How the Garcia Girls Lost Their Accents

How the Garcia Girls Lost Their Accents Summary and Analysis of "The Human Body"

This chapter tells an episode from the girls’ childhood on the Dominican Republic, narrated by Yolanda as an older woman. She recounts some of the trouble she got into as a young tomboy. Instead of having a female best friend, like her sisters, she liked to play with Mundín. She thinks about her grandfather, on whom Trujillo had conferred a bogus post with the United Nations. Her grandfather, whom the girls called Papito, was a peaceable man, but Trujillo felt threatened by his wealth and education, and hoped the U.N. position would keep him out of the Dominican Republic. Papito and his wife travelled to New York frequently and brought back toys for the cousins.

On one such trip, Yolanda’s grandmother brings her a child’s edition of the Arabian Nights, and gives Mundín a Human Body doll with removable organs, and a large ball of pink molding clay. Yolanda is jealous and asks for a swap, but Mundín refuses, so she stomps off and pretends to read her book. Unexpectedly, she finds herself engrossed in the tale of Scheherazade. In the meantime, Mundín has made a snake from his clay and is scaring the younger girl cousins until they scream and threaten to tell on him. To keep their silence, he is forced to promise them some of the clay—and promises Yolanda some as well.

Mundín demands something in return for the clay, and since he is not interested in her Arabian Nights book, he asks her to show him her private parts in exchange. To carry out the bargain, Yolanda and Mundín, with little Sofía in tow, go to the coal shed at the back of the property. This shed is supposed to be off limits to the children, since it is located near the border between Papito’s property and the estate of Trujillo’s daughter and son-in-law. The dictator is sometimes seen through the hedges marching across the yard with his young grandson in a little military uniform.

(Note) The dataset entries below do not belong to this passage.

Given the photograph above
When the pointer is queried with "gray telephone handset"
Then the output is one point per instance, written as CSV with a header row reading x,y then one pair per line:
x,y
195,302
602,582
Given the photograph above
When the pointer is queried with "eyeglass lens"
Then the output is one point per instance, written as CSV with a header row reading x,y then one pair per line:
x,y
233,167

When both Yolanda and the uncomprehending Sofía have carried out the bargain, Mundín offers each half the clay. Yolanda throws a tantrum, demanding all the clay, and Mundín promises to give Yolanda his Human Body doll as well. However, her shouts draw the attention of the adults. Mundín’s mother and the gardener find them in the shed and are about to punish them with Yolanda lies and says they were hiding in the shed from the guardia—the secret police.

The story ends with them all trooping back into the house, leaving Mundín’s Human Body doll in the coal shed where he had dropped it out of fear. When they retrieve the pieces, all the organs have been chewed up or trampled and cannot be recognized or fit back together.

Analysis

In this chapter, Yolanda exhibits a growing sexual curiosity, although she remains a masculine tomboy. She unabashedly expects Mundín’s Human Body doll to have genitals, and does not understand the gardener’s pornographic magazine that she finds near the coal shed, although she recognizes that it was inappropriate, and that finding it has given her some power over the gardener. At the same time, she must steel herself against Mundín’s gaze when she strips to show him her private parts. Mundín is similarly curious and uninterested at the same time—he is intrigued by the qualities that differentiate the sexes, but finds Yolanda’s body uninteresting compared with his own.

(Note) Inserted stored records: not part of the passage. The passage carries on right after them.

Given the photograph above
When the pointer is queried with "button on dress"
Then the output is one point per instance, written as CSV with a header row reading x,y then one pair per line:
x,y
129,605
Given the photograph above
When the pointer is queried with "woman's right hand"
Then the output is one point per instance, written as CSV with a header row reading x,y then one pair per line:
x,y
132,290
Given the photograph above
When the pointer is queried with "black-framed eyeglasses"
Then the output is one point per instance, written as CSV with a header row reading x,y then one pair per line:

Yolanda’s only knowledge that sex is an important issue derives from adult sources. In her religious instruction classes, she has learned how original sin led Adam and Eve to feel shame at their nakedness. At home, her aunts warn her to guard her body “like hidden treasure” (235) and pressure her to stop playing with Mundín. The rigid sexual rules of Dominican society are thus imposed on her before she understands what sexuality is.

A more ominous social force, the dictatorship of Trujillo, also looms over her childhood. Her grandfather is interrogated by the SIM after Yolanda and Mundín accidentally set off a firecracker at the border of Trujillo’s property, just as the dictator’s grandson walks by. Yolanda lies about the guardia to escape from trouble in the coal shed, recognizing that the guardia provoke fear in her older relatives and that her own infraction will be forgotten.

At the chapter’s end, Mundín and Yolanda try to put the mangled inner organs back into the Human Body doll. However, the pieces have been damaged beyond recognition and they cannot reassemble the body. The doll’s destruction offers an allegory for Yolanda’s maturity into knowledge of sexuality and power. Social morality, sexual rules, and the violence of the dictatorship gradually transform Yolanda from an unselfconscious child to the anxious, unsure woman she becomes. The image suggests that Yolanda was complete and unified as a child, but that her initiation into sexuality and external social systems breaks down that earlier self. When this occurs, the child becomes a “little man” (238)—a miniature version of a self-aware adult.

The process of transformation from a naïve child to an adult who experiences shame and fear parallels the Biblical story of Genesis. Yolanda alludes to the story when she thinks of her religious instruction, in which she learned that Adam and Eve had to put on clothing after they had sinned. As she begins to become ashamed of nakedness and understand the violent power behind Trujillo’s dictatorship, she seems to leave her personal Eden behind.